Il y a quelques jours, certains médias affirmaient que « les Eurobonds du Sénégal étaient en chute libre ». Mais comment un emprunt levé depuis plus d’un an peut-il être considéré comme étant en « chute libre » ? Pour y voir plus clair, il est d’abord important de comprendre ce que sont les Eurobonds. Également appelés euro-obligations, ce sont des titres qui permettent à un gouvernement de s’endetter sur les marchés internationaux, généralement en dollars.
Dans la pratique, lorsqu’un gouvernement a besoin d’un montant X, celui-ci est divisé en plusieurs titres qui forment une série d’Eurobonds. Les investisseurs qui les achètent deviennent alors les créanciers de l’État. Généralement, la valeur nominale d’un Eurobond est de 1 000 dollars. Chaque série dispose de conditions précises qui lient l’emprunteur – l’État – à ses créanciers, les détenteurs d’Eurobonds.
La première de ces conditions concerne la durée séparant la date d’émission des Eurobonds de celle de leur remboursement par l’État : c’est ce qu’on appelle le remboursement du principal. Ensuite vient l’intérêt, versé une à deux fois par an, sur la base de la valeur nominale, pendant toute la durée du prêt.
Alors, pourquoi dit-on qu’un Eurobond est en chute libre ? En effet, dès qu’il est émis, les analystes lui attribuent une valeur de base de 100. Mais cette valeur peut varier selon l’offre et la demande, c’est-à-dire selon le nombre d’investisseurs souhaitant vendre ou acheter ces titres sur le marché secondaire. Conséquence : si de nombreux investisseurs achètent les Eurobonds, leur prix augmente. En revanche, si le risque perçu est élevé – c’est-à-dire si l’on pense que l’État pourrait ne pas rembourser les intérêts ou le principal à échéance -, leur prix baisse. Et lorsque le prix baisse, le taux de rendement augmente, puisque la rémunération finale reste inchangée.
Pour en revenir au Sénégal, c’est en 2009 que le pays a réalisé sa première émission d’Eurobonds sur les marchés financiers internationaux. Elle avait permis de lever 200 millions de dollars, avec une rémunération de 9,25 % et une maturité de cinq ans. La plus récente émission remonte à 2024, avec une levée de 750 millions de dollars sur le marché international de la dette. Au total, le Sénégal compte sept émissions d’Eurobonds.

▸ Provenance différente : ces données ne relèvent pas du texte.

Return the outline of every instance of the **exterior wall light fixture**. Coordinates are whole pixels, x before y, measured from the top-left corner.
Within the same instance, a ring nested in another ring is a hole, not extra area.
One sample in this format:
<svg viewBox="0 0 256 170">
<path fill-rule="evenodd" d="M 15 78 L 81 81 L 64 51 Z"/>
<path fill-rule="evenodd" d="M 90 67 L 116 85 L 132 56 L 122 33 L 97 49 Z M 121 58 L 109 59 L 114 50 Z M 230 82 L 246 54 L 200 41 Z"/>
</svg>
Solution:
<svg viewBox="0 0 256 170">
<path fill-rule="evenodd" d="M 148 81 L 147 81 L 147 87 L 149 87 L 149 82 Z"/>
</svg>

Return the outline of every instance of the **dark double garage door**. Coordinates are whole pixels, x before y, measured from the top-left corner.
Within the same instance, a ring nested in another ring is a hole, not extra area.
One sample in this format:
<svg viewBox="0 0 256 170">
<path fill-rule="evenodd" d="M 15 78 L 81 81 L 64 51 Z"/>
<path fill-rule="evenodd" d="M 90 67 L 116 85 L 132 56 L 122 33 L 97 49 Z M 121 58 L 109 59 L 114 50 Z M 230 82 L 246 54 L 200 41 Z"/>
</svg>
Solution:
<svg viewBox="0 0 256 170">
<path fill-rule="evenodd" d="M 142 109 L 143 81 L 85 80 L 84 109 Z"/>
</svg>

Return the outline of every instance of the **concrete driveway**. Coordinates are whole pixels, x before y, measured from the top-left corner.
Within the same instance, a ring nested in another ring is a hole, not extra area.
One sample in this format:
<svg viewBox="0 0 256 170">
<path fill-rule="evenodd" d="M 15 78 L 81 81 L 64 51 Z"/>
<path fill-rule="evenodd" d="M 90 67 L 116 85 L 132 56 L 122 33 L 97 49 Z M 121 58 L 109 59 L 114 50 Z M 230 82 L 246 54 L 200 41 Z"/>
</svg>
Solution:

Un paradoxe ? Une erreur ? Pourquoi parle-t-on d’« Eurobond » alors que les montants sont libellés en dollars ? La réponse est à chercher dans l’histoire. Les Eurobonds ont été créés en réaction à un impôt instauré en 1963 aux États-Unis sur les intérêts perçus sur des obligations d’État ou d’entreprises étrangères. Cette mesure visait à décourager l’emprunt en dollars par les non-résidents, mais a eu pour effet de déplacer ce marché vers Londres. Le terme vient des « eurodollars », des instruments financiers apparus dans les années 1950, à la suite de l’afflux massif de dollars en Europe après la Seconde Guerre mondiale, notamment à travers le plan Marshall. D’ailleurs, c’est l’entreprise italienne Autostrade, gestionnaire des autoroutes du pays, qui a émis la première série d’Eurobonds en 1963, au Luxembourg.